In a word, no.
The mechanics of the Electoral College are still designed to give a single candidate a mandate, and a necessary result of that is to marginalize third party candidates. An analysis of third party candidates will show why this is so difficult - Simply put, the margin to achieve an electoral vote anywhere is simply still very high.
Let us look at the 2010 allocation of electoral votes. The minimum amount of votes needed to even get 1 electoral vote, outside of CA, TX, FL, and NY, is still pretty high:
- (State / Votes / % needed for 1 electoral vote)
- California 55 2%
- Texas 38 3%
- Florida 29 3%
- New York 29 3%
- Illinois 20 5%
- Pennsylvania 20 5%
- Ohio 18 6%
- Georgia 16 6%
- Michigan 16 6%
- North Carolina 15 7%
- New Jersey 14 7%
- Virginia 13 8%
To put this in perspective, let us look at "the 10 most successful third party candidates ever," according to this link. The top four entries, in my mind, do not apply:
Abraham Lincoln (1860) – 39.8%
Predates the 2 party system
Theodore Roosevelt (1912)
As a former President from a major party, 1912 was really just an intra-party fight that went to the general election.

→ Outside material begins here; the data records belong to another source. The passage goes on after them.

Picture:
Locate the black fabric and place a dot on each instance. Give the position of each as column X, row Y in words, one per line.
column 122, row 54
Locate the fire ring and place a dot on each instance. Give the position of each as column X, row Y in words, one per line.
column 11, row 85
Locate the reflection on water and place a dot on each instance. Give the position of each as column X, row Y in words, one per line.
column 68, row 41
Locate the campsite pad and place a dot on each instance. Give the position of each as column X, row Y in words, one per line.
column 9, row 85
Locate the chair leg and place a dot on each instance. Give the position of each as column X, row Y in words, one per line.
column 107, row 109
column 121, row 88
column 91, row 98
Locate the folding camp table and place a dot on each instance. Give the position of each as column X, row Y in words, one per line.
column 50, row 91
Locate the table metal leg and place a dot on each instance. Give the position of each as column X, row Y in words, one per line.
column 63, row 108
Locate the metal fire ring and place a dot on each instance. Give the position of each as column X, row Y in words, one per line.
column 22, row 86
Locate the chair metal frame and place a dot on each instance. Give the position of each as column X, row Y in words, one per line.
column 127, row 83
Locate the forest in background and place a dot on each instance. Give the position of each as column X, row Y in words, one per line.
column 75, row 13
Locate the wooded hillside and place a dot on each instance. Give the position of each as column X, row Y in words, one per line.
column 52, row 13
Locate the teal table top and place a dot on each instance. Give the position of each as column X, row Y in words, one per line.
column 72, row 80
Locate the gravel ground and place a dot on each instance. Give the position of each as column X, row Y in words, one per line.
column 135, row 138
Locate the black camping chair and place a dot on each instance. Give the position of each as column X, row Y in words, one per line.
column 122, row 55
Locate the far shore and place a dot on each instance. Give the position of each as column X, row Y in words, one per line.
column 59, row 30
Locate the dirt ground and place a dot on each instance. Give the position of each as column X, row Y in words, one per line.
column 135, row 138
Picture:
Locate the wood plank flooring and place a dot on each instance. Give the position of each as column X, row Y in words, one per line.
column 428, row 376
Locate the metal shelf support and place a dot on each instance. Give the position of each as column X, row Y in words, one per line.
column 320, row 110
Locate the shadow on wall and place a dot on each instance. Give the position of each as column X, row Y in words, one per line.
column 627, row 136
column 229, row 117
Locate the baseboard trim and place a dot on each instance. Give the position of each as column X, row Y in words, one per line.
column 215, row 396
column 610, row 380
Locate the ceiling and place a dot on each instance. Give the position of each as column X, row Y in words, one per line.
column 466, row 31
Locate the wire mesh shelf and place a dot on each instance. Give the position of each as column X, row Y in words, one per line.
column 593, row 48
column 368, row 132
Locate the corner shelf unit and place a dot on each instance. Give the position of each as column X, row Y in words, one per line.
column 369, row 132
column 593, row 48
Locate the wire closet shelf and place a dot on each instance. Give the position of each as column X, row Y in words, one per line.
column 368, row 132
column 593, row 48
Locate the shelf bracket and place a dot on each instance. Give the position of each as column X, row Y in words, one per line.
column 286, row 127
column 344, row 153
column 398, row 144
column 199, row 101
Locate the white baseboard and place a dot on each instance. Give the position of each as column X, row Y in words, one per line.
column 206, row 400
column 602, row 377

William Jennings Bryan (1896) – 45.8%
My personal hero, alas, he was the nominee of a major party and of two third parties.
Millard Fillmore (1856)
A former president who also competed before the two party system.
As such we really have:
Ross Perot (1992) – 18.6%
Probably would have earned votes in several states. Assuming equal support in all states, would have only received an electoral vote in states with more than 6 – That’s Utah & up, so, yes, Perot would have gotten several electoral votes, but nowhere near a majority.
Robert LaFollete (1924) – 16.6%
Did win 13 electoral votes from Wisconsin, and yes, if support were more even distributed, could have received votes.
George Wallace (1968) – 13.5%
Did win 46 votes, mostly in the South. That said, his popularity was concentrated, which in the end, over represented his popular vote.
Strom Thurmond (1948) – 2.4%
Did win 39 electoral votes in 4 southern states. Also, w/Harry Byrd in 1960, 14 of 15 votes. Had his support not been so concentrated in the South, however, he wouldn't have gotten any.
Now, we get to the also-rans, and the ones people generally think about:
Ralph Nader (2000) – 2.74%
Assuming equal distribution, could have only gotten 1 electoral vote in California. And that would be it.
Ron Paul (2008) – 0.3%
Would have gotten no electoral votes, even under this system.
Now, arguably, you would have more of an incentive under a proportional system, but the numbers still bear out how exceedingly difficult being a third party candidate is in a Presidential election. The Electoral College ensures that a President is both deeply and widely acceptable. That's the point - and #3 will always find it difficult to do either, let alone both.